Flying simulated Shuttle landing profiles with the DFBW F-8, the pilots gathered extremely valuable data that supported the Shuttle program in establishing sampling rates and control law execution limits. The DFBW F-8 flight control software had been modified to enable the pilot to vary transport delay times to evaluate their effect on control response. Transport delay is the elapsed time between pilot movement of his cockpit control and the actual movement of the flight control surfaces. It is a function of several factors, including the time needed to do analog-to-digital conversion, the time required to execute the appropriate flight control law, length of the electrical wires to the actuators, and the lag in response of the hydraulic system. If transport delay is too long, the pilot may direct additional control surface movement while his initial commands are in the process of being executed by the flight control system. This can result in overcontrol. Subsequent attempts to correct the overshoot can lead to a series of alternating overshoots or oscillations that are commonly referred to as a PIO. The range of transport delay times within which the Shuttle would be unlikely to encounter a PIO was determined using the DFBW F-8, enabling Dryden to develop a PIO suppression filter for the Shuttle. The PIO suppression filter was
successfully evaluated in the F-8, installed in the Shuttle prior to its first mission into space, and proved to effectively eliminate the PIO issue.[1163]
During Phase II, 169 flights were accomplished with several other test pilots joining the program, including Stephen D. Ishmael, Rogers Smith, and Edward Schneider. In addition to its previously noted accomplishments, the DFBW F-8 successfully evaluated adaptive control law approaches that would later become standard in many FBW aircraft. It was used in the Optimum Trajectory Research Experiment (OPTRE). This involved testing data uplink and downlink between the F-8 and a computer in the then-new Remotely Piloted Vehicle Facility. This experiment demonstrated that an aircraft equipped with a digital flight control system could be flown using control laws that were operating in ground-based digital computers. The F-8 conducted the first in-flight evaluations of an automatic angle-of-attack limiter and maneuvering flaps.

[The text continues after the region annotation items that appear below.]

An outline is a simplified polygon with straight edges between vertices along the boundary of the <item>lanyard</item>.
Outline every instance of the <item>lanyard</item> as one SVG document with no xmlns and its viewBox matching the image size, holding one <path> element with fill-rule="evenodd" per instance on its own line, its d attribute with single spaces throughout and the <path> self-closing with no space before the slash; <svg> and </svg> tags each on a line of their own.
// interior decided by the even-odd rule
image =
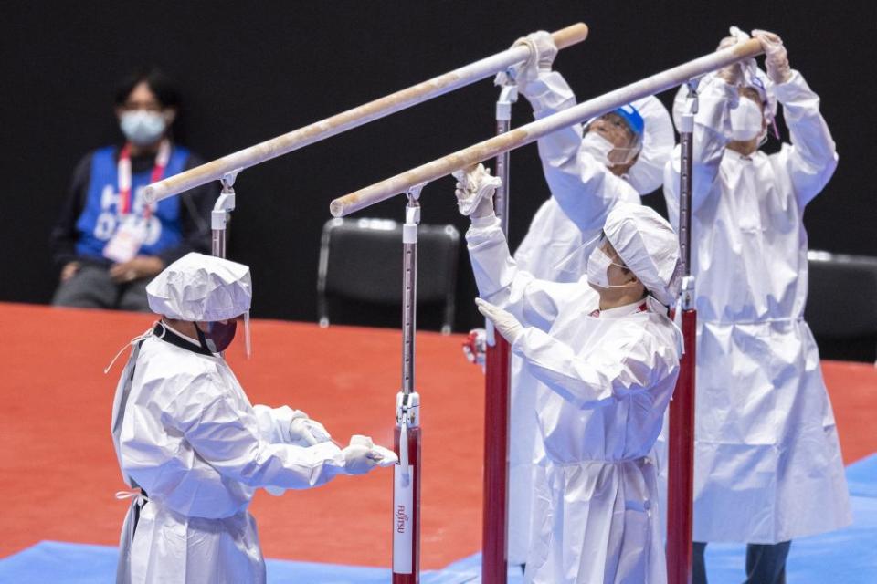
<svg viewBox="0 0 877 584">
<path fill-rule="evenodd" d="M 151 182 L 161 181 L 164 174 L 164 169 L 167 167 L 167 161 L 171 157 L 171 143 L 163 140 L 158 147 L 158 154 L 155 155 L 155 166 L 153 168 Z M 119 177 L 119 211 L 121 214 L 126 215 L 131 213 L 131 142 L 125 142 L 122 151 L 119 152 L 119 164 L 117 166 Z M 152 208 L 147 204 L 143 205 L 143 217 L 149 219 L 152 214 Z"/>
</svg>

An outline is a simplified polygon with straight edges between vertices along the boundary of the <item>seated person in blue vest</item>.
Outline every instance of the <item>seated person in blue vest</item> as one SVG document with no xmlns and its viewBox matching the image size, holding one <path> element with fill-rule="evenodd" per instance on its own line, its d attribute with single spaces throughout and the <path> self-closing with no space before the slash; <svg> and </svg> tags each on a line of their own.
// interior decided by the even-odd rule
<svg viewBox="0 0 877 584">
<path fill-rule="evenodd" d="M 157 203 L 143 198 L 150 182 L 202 163 L 172 141 L 180 107 L 174 82 L 142 69 L 122 82 L 115 104 L 124 142 L 79 162 L 52 231 L 55 306 L 148 311 L 152 277 L 189 252 L 210 250 L 214 185 Z"/>
</svg>

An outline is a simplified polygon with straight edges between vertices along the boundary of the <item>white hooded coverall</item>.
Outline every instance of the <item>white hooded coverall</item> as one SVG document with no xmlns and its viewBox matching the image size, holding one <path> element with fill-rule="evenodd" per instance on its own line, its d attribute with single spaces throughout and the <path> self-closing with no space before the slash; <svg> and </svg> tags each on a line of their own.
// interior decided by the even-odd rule
<svg viewBox="0 0 877 584">
<path fill-rule="evenodd" d="M 255 489 L 316 486 L 344 467 L 332 442 L 287 443 L 292 414 L 250 405 L 218 355 L 155 335 L 135 345 L 116 389 L 113 441 L 126 482 L 148 499 L 125 518 L 120 551 L 129 564 L 120 563 L 117 581 L 265 582 L 247 511 Z"/>
<path fill-rule="evenodd" d="M 527 94 L 536 120 L 576 105 L 576 95 L 556 71 L 540 73 L 527 85 Z M 646 129 L 642 151 L 626 178 L 616 176 L 581 151 L 583 130 L 578 124 L 538 141 L 539 158 L 552 196 L 536 211 L 514 253 L 519 269 L 538 279 L 578 281 L 593 249 L 593 245 L 586 249 L 582 244 L 600 234 L 616 203 L 639 203 L 640 194 L 660 185 L 674 140 L 670 115 L 653 97 L 633 105 L 642 115 Z M 565 259 L 567 261 L 558 266 Z M 534 483 L 541 480 L 541 469 L 534 462 L 544 456 L 536 440 L 539 381 L 524 370 L 517 356 L 512 355 L 511 369 L 508 558 L 510 564 L 520 565 L 526 561 L 530 548 Z"/>
<path fill-rule="evenodd" d="M 677 330 L 652 301 L 590 316 L 599 297 L 586 279 L 518 269 L 495 217 L 466 237 L 480 295 L 526 327 L 512 350 L 540 381 L 546 461 L 525 580 L 665 582 L 649 454 L 679 373 Z"/>
<path fill-rule="evenodd" d="M 736 89 L 715 76 L 700 85 L 695 541 L 775 544 L 851 522 L 834 415 L 803 318 L 804 208 L 838 155 L 819 99 L 800 73 L 774 90 L 792 143 L 743 156 L 725 148 Z M 664 193 L 678 222 L 678 150 Z"/>
</svg>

These features are now commonly used on nearly all military and commercial aircraft with fly-by-wire flight controls. The DFBW F-8 also successfully tested an approach that used a backup software system known as the Resident Backup System (REBUS) to survive potential software faults that could cause all three primary flight control system computers to fail. The REBUS concept was later used in other experimental aircraft, as well as in production fly-by-wire flight control systems. The final flight-test effort of the DFBW program involved the development of a methodology called analytical redundancy management. In this concept, dynamic and kinematic relationships between dissimilar sensors and measurements were used to detect and isolate sensor failures.[1164]